A Fire Brigade Union (FBU) leader was warned that his boss would “come for him” due to his pro-Brexit views just months before he was booted out of the organisation, a tribunal has heard.

Paul Embery, who is suing the union over claims of unfair dismissal and direct discrimination for his political beliefs, says he was subject to an “appalling witch hunt” based on “a blatant dig for dirt” before being sacked for “trumped up” charges.

Embery says he was thrown out of the FBU after 11 years due to his vocal support for Britain’s withdrawal from the European Union, after addressing a Leave Means Leave rally in London with Brexit Party leaders Nigel Farage and Richard Tice in March 2019.

The firefighter and lifelong Labour Party activist argues that the justifications given for his dismissal were “contrived, unprecedented, and perverse” and was actually down to his “pro-Brexit views and activity.” he argues that the “leadership’s resentment” of his prominent position as a supporter of the Leave campaign is also to blame. 

The FBU claims that Embery was not employed by them but by the London Fire Brigade (LFB) and, despite the union’s professed dedication to freedom of expression, accused him of breaching the union’s rules by sharing a platform with right-wing politicians and undermining the FBU in his speech.

In 2018, his relationship with Matt Wrack, the FBU general secretary, began to deteriorate, he said.

Embery said Wrack, who Embery claims has a “Trotskyist background,” considered campaigning with political opponents “as something akin to collaborating with an enemy” and “a form of treachery.”

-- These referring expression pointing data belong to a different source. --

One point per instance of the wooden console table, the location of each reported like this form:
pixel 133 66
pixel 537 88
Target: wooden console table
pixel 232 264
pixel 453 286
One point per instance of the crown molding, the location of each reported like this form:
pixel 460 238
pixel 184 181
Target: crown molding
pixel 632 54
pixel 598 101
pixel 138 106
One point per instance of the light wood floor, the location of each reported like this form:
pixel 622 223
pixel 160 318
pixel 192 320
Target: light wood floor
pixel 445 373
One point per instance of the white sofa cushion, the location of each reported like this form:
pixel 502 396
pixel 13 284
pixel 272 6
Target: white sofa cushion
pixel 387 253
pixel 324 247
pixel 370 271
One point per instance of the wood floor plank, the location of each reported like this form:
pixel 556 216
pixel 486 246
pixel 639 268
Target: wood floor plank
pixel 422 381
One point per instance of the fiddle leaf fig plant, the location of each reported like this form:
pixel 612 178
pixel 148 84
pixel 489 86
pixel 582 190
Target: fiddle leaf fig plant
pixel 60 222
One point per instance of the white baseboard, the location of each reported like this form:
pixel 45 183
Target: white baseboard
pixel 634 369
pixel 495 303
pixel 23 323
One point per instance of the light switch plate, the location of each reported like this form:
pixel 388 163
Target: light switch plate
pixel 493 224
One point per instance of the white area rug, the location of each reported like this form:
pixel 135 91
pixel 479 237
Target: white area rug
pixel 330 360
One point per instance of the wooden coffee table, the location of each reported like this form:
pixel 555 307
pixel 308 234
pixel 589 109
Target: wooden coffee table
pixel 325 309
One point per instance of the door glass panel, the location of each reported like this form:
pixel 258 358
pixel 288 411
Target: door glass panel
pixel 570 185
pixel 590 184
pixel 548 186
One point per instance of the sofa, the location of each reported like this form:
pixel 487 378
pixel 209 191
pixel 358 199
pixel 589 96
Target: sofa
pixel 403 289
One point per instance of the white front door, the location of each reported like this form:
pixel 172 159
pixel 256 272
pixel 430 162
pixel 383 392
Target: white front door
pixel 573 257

During an exchange between the two in January 2019, Wrack accused Embery of “emboldening the far-right,” the hearing heard.

Assistant General Secretary Andy Dark later messaged Embery with a caution that Wrack “is looking for things to be angry about…He will come again, and soon…Think you should have the heads up.”

“Rather ominously, he added: ‘Bottom line, he is fixated on you…You need to be aware,” Embery said in his witness statement.

“I interpreted all of this as a very clear warning that I was under the microscope and may soon be targeted.”

Embery added that the messages later “proved accurate.”

​The talk Embery gave in Parliament Square happened on the same day the UK was originally set to leave the EU –  in his speech he accused the leaders of the Labour movement of siding with the political “establishment” line over working people by trying to stifle Brexit.

Before taking to the stage, he received a text from FBU President Ian Murray warning him that speaking alongside Farage would break union rules.

Following the event, Wrack gave a statement referring to Embery “and others from the political left who had spoken at the rally as a ‘disgrace to the traditions of the labour movement.’”

He said he was aware his “card [was] marked” from this point.

Thirteen days after the speech, he was informed he was being investigated after a complaint was made by Wrack regarding his behaviour. Embery had six allegations levelled against him. He was found to have undermined the FBU by criticising the leaders of the Labour movement as he did not say his union, which supported a Remain position, was exempt from the criticism.

Embery was dismissed from his position and has been barred from standing for office in the union for two years. His appeal against his removal was rejected.

​He called the dismissal “spurious, dishonest, and a cover for the true reason,” and says the real reason was his support for “Britain’s secession from the EU and my increasing public profile in that national debate.”

Initially, his public campaigning for Brexit had not been called into question as the union traditionally respected freedom of speech, he claims.

Embery joined the fire brigade in 1997 and was elected the FBU’s executive council member for London in May 2017, which saw his union salary rise to £7,025 and the FBU reimbursing the LFB, of which he remains a member.

As a lifelong Labour member, Embery adopted the minority position among party supporters to back a withdrawal from the EU, claiming to follow the tradition of Eurosceptic leftists such as Tony Benn and Barbara Castle, opposing the EU as an undemocratic and anti-socialist bloc.

Earlier this year, Embery published a book – Despised: Why the Modern Left Loathes the Working Class – a critique of the British Labour movement’s shift away from its traditional support base and its adoption of a more cosmopolitan outlook.